もう、誰も知らない、どこも知らない場所で、たったひとりになりたかった。



家の近くのローカル電車の駅から、一番高い切符の町に向かった。

もちろんそこは行ったことのない、わたしの知らない町だった。


真っ赤に塗られた2両編成の短い電車の一番うしろ。

通り過ぎる景色を横目に見て、2時間という長い時間、わたしはひとり電車に揺られて運ばれた。

汽笛が鳴るたび静かに目を瞑る。

こんなところで、知らない町へと孤独に向かっている自分を思うと、憐れで儚くて可哀想で仕方なかった。



その町に着いたのは、日が暮れかけたときだった。

初めて来た終点の小さな駅は、造りがわたしの町のものとよく似ていて、どこか古臭くて懐かしい様子が感じられる。

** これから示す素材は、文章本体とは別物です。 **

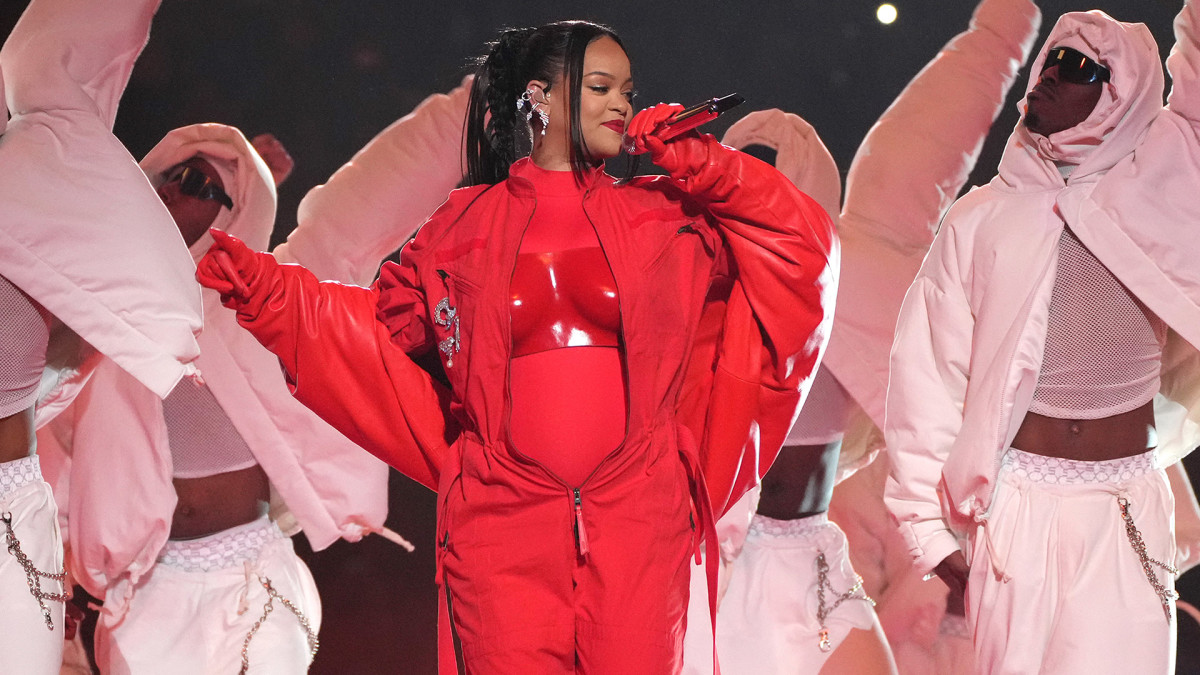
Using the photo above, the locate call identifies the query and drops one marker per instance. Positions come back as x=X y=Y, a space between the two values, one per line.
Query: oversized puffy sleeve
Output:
x=1183 y=64
x=783 y=273
x=909 y=169
x=375 y=203
x=929 y=371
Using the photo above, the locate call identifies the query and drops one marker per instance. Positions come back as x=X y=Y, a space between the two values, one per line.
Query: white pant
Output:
x=767 y=622
x=27 y=645
x=1055 y=585
x=192 y=613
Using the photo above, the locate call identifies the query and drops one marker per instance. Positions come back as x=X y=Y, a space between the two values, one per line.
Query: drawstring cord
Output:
x=33 y=575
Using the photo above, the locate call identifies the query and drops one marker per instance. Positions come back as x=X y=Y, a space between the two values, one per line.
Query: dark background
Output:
x=327 y=76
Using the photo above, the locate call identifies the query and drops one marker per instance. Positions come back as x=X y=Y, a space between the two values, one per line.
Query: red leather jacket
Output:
x=725 y=274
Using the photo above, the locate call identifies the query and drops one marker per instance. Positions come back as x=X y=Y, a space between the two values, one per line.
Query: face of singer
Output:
x=606 y=101
x=193 y=215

ふたつしかないホーム、同じくふたつしかない改札、姿の見えない駅員さん。

そう、こんなに遠いところに来たと言うのに、なんだか何ひとつ変わっていないみたいだ。


だけど、やっぱり、根本的な部分が明らかに違った。


駅から見える町並みですら、決してよく見ているものと大した違いはないというのに、どことなく異様な雰囲気を醸し出してる。


なんら特別なことはない。

それは、“知らないところ”というだけの、些細で大きな相違点。


───ここは、どこだ。



だんだんと込み上げてくる不安が、失恋のショックを上回って掻き消していく。

何考えてるんだろう、傷心旅行かなんだか知らないけれど、こんなわけのわからないところに突然やって来て。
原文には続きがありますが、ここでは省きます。